Abdulah shared his perspective on what was recommended by the IMF. He said while macroeconomic indicators such as Gross Domestic Product (GDP) growth; the balance of payments; fiscal and current account balances are important for a technical assessment by economists and others to understand the health of the economy, the IMF and other international agencies make no mention of the how people are living.
“So, GDP growth may be good, but are people’s lives good? The IMF says that things are looking up, but what are the ordinary men and women feeling? Are their lives better? The answer to that is a resounding no! Wages and salaries have not kept up with the increased prices of food and fuel. Working people are worse off today than they were five years ago.”
“GDP growth is therefore not being translated into betterment for the people. One major reason for this is that while the economic pie may be bigger today than say in 2022, it is being divided up unequally. So, the few very wealthy are getting a bigger and bigger slice of the pie and the majority have to do with less. The IMF does not address that, nor does the Government,” Abdulah detailed.
Another point he identified is that the IMF is encouraging the Government to continue with its neo-liberal policies, which refers to the need to continue to reduce subsidies and this translates to mean electricity and water rate increases and a further increase in the price of diesel.
The IMF, he noted, is strong on property tax and the rate increase on residential homes will put an added burden on the ordinary working man and woman.
Lastly, Abdulah stated while they identify the need for structural reforms of the economy, citizens need to ensure that the reforms that are implemented are not going to deepen the inequality of wealth and income between the rich and the poor, which is what IMF neo-liberal policies have resulted in the world over.
Instead, he said the Government must pursue economic transformation which means real diversification of the economy; a truly just transition given climate change; and that T&T achieves what is in the Constitution of the country, namely that “the operation of the economic system should result in the material resources of the community being so distributed as to subserve the common good, that there should be adequate means of livelihood for all, that labour should not be exploited or forced by economic necessity to operate in inhumane conditions but that there should be an opportunity for advancement based on recognition of merit, ability and integrity.”

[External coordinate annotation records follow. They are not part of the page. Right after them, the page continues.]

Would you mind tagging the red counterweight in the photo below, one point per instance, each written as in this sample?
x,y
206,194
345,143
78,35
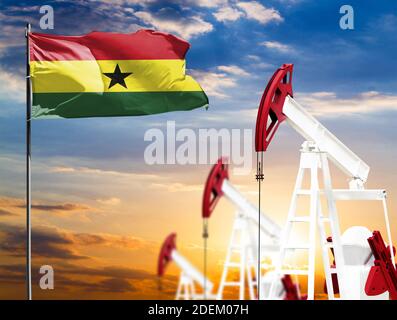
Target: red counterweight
x,y
383,275
213,187
168,246
279,86
291,289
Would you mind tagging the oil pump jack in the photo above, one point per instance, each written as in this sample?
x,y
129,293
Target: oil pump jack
x,y
242,252
189,276
278,105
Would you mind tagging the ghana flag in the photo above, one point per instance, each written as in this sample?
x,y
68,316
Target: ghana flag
x,y
110,74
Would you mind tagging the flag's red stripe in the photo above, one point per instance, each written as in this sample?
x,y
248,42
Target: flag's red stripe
x,y
141,45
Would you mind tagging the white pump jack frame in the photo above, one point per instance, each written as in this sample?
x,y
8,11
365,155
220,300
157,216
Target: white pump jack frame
x,y
323,144
245,226
189,276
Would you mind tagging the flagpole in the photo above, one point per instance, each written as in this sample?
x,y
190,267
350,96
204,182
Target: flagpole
x,y
28,171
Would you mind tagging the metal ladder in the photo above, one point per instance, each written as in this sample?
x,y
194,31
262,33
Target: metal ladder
x,y
312,160
186,289
247,261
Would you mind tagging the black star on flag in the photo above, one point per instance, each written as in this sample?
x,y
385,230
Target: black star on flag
x,y
117,77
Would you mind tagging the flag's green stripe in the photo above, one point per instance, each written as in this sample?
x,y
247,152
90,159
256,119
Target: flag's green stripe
x,y
79,105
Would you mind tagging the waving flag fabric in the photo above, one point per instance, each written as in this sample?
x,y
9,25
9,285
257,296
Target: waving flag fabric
x,y
110,74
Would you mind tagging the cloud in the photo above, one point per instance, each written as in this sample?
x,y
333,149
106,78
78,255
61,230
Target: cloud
x,y
48,242
64,207
12,89
178,187
328,104
169,20
235,70
213,83
275,45
96,171
56,243
114,279
206,3
109,201
112,285
227,14
256,11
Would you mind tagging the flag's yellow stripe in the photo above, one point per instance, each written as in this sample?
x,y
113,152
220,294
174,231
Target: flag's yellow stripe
x,y
87,76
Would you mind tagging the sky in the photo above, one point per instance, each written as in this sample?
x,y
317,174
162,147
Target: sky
x,y
100,213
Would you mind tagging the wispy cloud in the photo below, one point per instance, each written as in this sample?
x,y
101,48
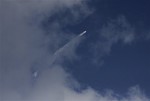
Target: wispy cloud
x,y
26,47
114,31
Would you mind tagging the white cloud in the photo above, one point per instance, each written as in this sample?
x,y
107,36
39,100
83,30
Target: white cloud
x,y
24,46
114,31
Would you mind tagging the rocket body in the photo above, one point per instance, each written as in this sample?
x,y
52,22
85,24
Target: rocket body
x,y
82,33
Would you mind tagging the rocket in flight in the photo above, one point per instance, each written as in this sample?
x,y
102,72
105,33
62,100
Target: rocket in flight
x,y
82,33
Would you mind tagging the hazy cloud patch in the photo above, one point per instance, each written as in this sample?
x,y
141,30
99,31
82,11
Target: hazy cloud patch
x,y
27,54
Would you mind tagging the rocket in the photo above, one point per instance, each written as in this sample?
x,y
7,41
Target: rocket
x,y
82,33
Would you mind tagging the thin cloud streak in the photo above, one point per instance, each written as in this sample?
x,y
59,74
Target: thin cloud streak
x,y
24,47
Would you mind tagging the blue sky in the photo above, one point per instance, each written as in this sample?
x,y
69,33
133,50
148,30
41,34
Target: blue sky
x,y
44,57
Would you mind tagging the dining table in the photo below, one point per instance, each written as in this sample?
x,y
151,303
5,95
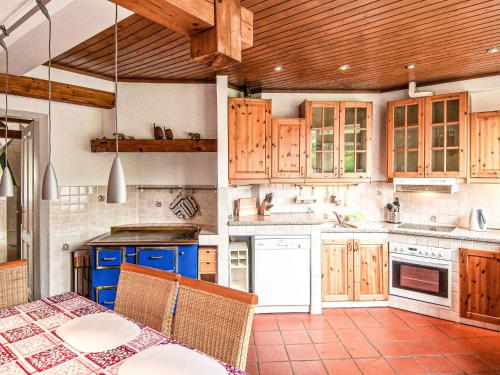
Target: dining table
x,y
29,343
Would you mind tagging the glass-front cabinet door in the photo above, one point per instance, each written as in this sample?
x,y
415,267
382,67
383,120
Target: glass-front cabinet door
x,y
405,137
355,139
446,121
322,121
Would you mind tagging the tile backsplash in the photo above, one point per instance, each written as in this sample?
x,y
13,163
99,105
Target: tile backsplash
x,y
450,209
82,214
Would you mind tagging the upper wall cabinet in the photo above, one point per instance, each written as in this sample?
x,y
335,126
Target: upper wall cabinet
x,y
405,138
485,146
355,139
249,140
338,136
427,137
288,155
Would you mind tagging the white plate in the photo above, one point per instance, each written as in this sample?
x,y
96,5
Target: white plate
x,y
170,359
97,332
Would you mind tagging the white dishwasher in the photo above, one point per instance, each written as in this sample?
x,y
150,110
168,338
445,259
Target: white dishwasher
x,y
282,273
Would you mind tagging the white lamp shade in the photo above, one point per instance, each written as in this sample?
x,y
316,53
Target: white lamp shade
x,y
50,188
6,184
117,189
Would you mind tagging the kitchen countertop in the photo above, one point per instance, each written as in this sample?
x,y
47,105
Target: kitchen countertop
x,y
492,236
147,234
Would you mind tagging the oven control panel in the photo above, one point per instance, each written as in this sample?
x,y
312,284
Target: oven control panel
x,y
420,251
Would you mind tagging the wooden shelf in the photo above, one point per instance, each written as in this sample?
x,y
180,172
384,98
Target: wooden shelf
x,y
154,145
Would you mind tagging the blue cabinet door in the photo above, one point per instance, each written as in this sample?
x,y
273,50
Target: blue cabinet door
x,y
188,261
162,258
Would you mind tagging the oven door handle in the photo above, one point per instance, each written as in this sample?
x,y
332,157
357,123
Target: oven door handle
x,y
420,261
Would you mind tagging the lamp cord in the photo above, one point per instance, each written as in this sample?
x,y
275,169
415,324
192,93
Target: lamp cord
x,y
116,78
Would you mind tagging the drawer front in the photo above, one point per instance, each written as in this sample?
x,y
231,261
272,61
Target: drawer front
x,y
106,296
108,258
160,258
207,255
208,267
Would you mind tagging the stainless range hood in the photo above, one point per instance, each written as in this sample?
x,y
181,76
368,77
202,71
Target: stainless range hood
x,y
436,185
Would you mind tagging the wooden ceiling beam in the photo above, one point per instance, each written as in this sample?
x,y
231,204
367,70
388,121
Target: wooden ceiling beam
x,y
61,92
187,17
219,30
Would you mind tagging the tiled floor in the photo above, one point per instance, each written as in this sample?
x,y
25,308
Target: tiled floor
x,y
369,341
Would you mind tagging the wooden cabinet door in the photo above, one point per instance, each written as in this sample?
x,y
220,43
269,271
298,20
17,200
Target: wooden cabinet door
x,y
485,144
445,135
322,134
405,138
249,140
337,271
355,139
288,150
480,285
371,270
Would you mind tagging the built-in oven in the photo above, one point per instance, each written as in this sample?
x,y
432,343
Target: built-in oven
x,y
419,272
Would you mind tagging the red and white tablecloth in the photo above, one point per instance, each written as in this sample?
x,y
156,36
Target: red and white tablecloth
x,y
29,344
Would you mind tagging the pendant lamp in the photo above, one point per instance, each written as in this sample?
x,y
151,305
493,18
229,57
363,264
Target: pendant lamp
x,y
6,183
50,188
117,188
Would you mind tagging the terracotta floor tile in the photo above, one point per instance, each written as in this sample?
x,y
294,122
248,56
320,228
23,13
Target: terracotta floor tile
x,y
469,363
295,337
275,368
265,325
438,364
331,350
374,366
340,322
308,368
419,347
491,359
378,334
341,367
405,365
430,332
333,312
391,348
349,334
252,368
321,336
302,352
271,353
268,338
361,349
290,324
252,355
316,322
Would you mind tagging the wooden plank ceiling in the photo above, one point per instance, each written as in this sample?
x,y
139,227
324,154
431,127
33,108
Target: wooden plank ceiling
x,y
446,39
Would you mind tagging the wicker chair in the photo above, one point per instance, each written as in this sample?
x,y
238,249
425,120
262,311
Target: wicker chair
x,y
13,283
147,295
215,320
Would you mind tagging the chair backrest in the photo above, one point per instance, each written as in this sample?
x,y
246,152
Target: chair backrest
x,y
215,320
147,295
13,283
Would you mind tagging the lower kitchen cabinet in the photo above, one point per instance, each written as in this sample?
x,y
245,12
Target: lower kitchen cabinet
x,y
480,285
106,262
355,270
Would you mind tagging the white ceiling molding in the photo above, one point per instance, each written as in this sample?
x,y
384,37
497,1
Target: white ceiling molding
x,y
74,21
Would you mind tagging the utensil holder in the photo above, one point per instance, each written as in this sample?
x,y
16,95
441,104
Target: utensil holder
x,y
393,217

The IMF in its report said T&T’s economic growth is projected to gain momentum in 2024 after it is estimated to have further expanded by 2.1 per cent in 2023.
“Real GDP (gross domestic product) is expected to expand by 2.4 per cent in 2024, supported by the non-energy sector and new energy projects coming onstream—which will help offset the structural decline in energy production,” said the IMF.
The IMF mission noted that inflation declined sharply to 0.3 per cent in January 2024, after peaking at 8.7 per cent in December 2022, mainly due to declining food and imported goods inflation.
“Banks’ credit to the private sector continues to expand and the financial sector appears sound and stable. The current account is estimated to have remained in a surplus in 2023, and foreign reserves coverage is adequate at 8.3 months of prospective total imports,” said the IMF.